On the paid leave side, the New York’s paid sick leave law went into effect Sept. 30, 2020. But employers should note that employees began accruing paid sick leave on that date. Employees could begin using the earned time off on Jan. 1, 2021.

Meanwhile, benefits for New York’s paid family and medical leave law (PFML) increased at the beginning of 2021. Qualifying employees are now eligible for up to 12 weeks of job-protected paid time off, up from 10. (It is the third and final scheduled increase.)

In 2021, payroll deductions for PFML are 0.511 percent of an employee’s gross wages per pay period, with a maximum contribution of $385.34. Check out our previous blog on New York’s paid family and medical leave law for more specifics, including examples of benefits by income level.

On the minimum wage front, as of Dec. 31, 2020, tip allowances are not permitted in miscellaneous industries (all other industries except hospitality, farmworkers, and building service). Employers are not permitted to keep any portion of tips employees receive.

Also, fast food workers outside of New York City will see minimum wage increase to $15 on July 1, 2021. And by the end of 2021, minimum wage in Long Island and Westchester will reach $15.

The state rate as of the end of 2020 reached $12.50, with the next increase, at the end of 2021, going up based on the Consumer Price Index.

Of course, these are only a handful of the employment law matters in New York employers will need to monitor as the year progresses.


Finally, we come to Maryland, which has been active in passing new employment laws in recent years.

A number of new laws went into effect in October 2020, which means employers should take a second look at policies and procedures to ensure compliance.

Equal Pay

Maryland’s equal pay law was expanded to include bans on employers taking adverse action against employees who ask about their pay. Employers cannot prohibit workers from discussing wages with a fellow employee, sign non-disclosure agreements and more.

Salary History Ban

Also on Oct. 1, Maryland’s salary history ban went into effect. Specifically, the law:

  • Prohibits previous pay history from being used as part of the hiring process
  • Requires employers to provide the job’s wage range upon request
  • Prohibits employers from asking applicants about salary history
  • Prohibits employers from using wage history to determine a new hire’s pay

Hair Discrimination

Maryland amended its Fair Employment Practices Act to prohibit discrimination based on hairstyles.

The new language bars employment discrimination against people with certain types of hair, including:

  • Afros
  • Locks
  • Braids
  • Twists
  • Textured hair

Minimum Wage

Finally, though not new, Maryland’s minimum wage for large employers increased to $11.75 on Jan. 1, 2021. It will continue to increase annually until it reaches $15 in 2025.

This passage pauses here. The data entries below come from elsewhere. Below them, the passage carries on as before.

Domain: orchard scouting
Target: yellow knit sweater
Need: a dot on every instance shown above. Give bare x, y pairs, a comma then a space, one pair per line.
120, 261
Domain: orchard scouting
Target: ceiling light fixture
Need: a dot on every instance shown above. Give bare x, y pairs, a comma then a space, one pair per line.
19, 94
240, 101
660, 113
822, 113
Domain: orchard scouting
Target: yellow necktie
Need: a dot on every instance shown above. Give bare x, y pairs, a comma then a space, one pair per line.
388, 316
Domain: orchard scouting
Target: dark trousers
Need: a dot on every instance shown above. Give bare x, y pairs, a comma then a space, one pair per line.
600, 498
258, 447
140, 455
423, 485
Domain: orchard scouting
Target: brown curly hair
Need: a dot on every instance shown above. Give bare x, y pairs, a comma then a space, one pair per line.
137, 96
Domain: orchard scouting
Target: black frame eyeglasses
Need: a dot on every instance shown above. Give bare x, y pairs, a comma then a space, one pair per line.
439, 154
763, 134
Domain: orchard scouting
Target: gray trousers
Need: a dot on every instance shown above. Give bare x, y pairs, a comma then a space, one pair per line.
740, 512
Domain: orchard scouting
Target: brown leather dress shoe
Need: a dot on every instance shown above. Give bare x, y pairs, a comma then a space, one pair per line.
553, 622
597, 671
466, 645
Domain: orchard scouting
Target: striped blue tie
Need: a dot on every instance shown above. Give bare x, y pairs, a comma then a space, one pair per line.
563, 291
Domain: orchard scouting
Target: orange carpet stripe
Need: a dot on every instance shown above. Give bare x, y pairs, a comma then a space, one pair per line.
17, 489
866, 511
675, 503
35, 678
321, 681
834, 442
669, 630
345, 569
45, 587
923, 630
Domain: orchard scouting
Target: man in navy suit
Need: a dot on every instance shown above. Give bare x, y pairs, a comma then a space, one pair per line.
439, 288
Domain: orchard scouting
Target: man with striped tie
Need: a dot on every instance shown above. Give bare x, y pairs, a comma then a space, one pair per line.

While we track employment laws across the U.S. and Canada, some states stand out more than others. California has long been a hotbed of new laws for employers to monitor, the paid sick leave laws in Texas cities remain murky (though unlikely to go through) and the coronavirus pandemic will likely lead to a spate of new laws.

Employers will face complex challenges in 2021 and the years to come.

This Employment Law News blog is intended for market awareness only, it is not to be used for legal advice or counsel.